Ce personnage, tellement passionné par les sciences, avait été capable de faire des choses hors du commun pour son temps. Par exemple, la légende racontait qu’il s’était déguisé en musulman pour visiter la fabuleuse bibliothèque de Cordoue et ses centaines de milliers de volumes… Gerbert d’Aurillac s’était initié à la science musulmane lors de son séjour en Espagne, et en particulier aux mathématiques et à l’astronomie, grâce à ses séjours dans les monastères catalans qui détenaient de nombreux manuscrits arabes. Ainsi, il restait encore célèbre aujourd’hui pour avoir rapporté en Europe le système de numération décimale et le zéro. Il était également capable de calculer l’aire des figures régulières, comme le cercle, l’hexagone ou l’octogone, mais aussi le volume de la sphère, du prisme, du cylindre, de la pyramide.

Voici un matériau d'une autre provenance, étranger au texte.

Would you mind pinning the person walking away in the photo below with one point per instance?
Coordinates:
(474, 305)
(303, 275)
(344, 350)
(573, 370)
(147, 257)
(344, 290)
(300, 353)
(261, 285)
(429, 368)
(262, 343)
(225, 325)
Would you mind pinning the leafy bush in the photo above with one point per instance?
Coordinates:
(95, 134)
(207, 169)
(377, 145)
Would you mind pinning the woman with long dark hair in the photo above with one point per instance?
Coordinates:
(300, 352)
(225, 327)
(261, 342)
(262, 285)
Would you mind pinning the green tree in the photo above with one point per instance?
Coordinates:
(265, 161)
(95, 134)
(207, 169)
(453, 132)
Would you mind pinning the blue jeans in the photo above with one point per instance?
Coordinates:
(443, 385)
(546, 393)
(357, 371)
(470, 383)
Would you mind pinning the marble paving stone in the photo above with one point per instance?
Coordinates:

Enfin, et c’était au fond la seule information véritablement importante pour Ari, Gerbert d’Aurillac aurait rapporté d’Espagne le premier astrolabe que l’occident chrétien ait connu, et grâce auquel il avait expliqué, bien avant Galilée, le fonctionnement du système solaire. Cet astrolabe aurait ensuite été conservé par la ville de Reims.
« J’ai vu cet engin que Gerbert d’Aurillac apporta ici. » Ici, ce pouvait donc être Reims. L’astrolabe dessiné sur la photocopie de Paul Cazo était vraisemblablement celui rapporté à Reims par le futur pape.

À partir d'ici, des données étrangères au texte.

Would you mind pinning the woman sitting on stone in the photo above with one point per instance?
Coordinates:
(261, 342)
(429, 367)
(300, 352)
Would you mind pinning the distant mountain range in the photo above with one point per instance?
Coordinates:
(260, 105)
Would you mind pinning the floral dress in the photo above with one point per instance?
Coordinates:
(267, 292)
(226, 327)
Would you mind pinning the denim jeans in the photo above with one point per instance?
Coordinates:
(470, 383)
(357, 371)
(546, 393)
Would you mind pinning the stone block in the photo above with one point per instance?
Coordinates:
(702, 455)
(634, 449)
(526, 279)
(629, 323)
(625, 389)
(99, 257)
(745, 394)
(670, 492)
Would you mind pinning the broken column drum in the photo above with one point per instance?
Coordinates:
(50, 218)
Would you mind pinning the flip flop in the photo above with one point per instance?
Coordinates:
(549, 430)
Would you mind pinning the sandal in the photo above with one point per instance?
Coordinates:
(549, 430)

Ari avait espéré trouver dans les différents ouvrages la représentation de ce fameux astrolabe, mais il ne vit rien de tel. Il passa l’heure suivante à le chercher, en vain, dans d’autres volumes plus généraux, afin de voir s’il pouvait correspondre au dessin de Villard. Malheureusement, il comprit rapidement qu’il lui faudrait sans doute chercher ailleurs.
Ari avait acquis la certitude qu’il y avait un rapport entre l’astrolabe, Gerbert d’Aurillac et la ville de Reims. La ville où Paul avait été assassiné. Cela ne pouvait être un hasard.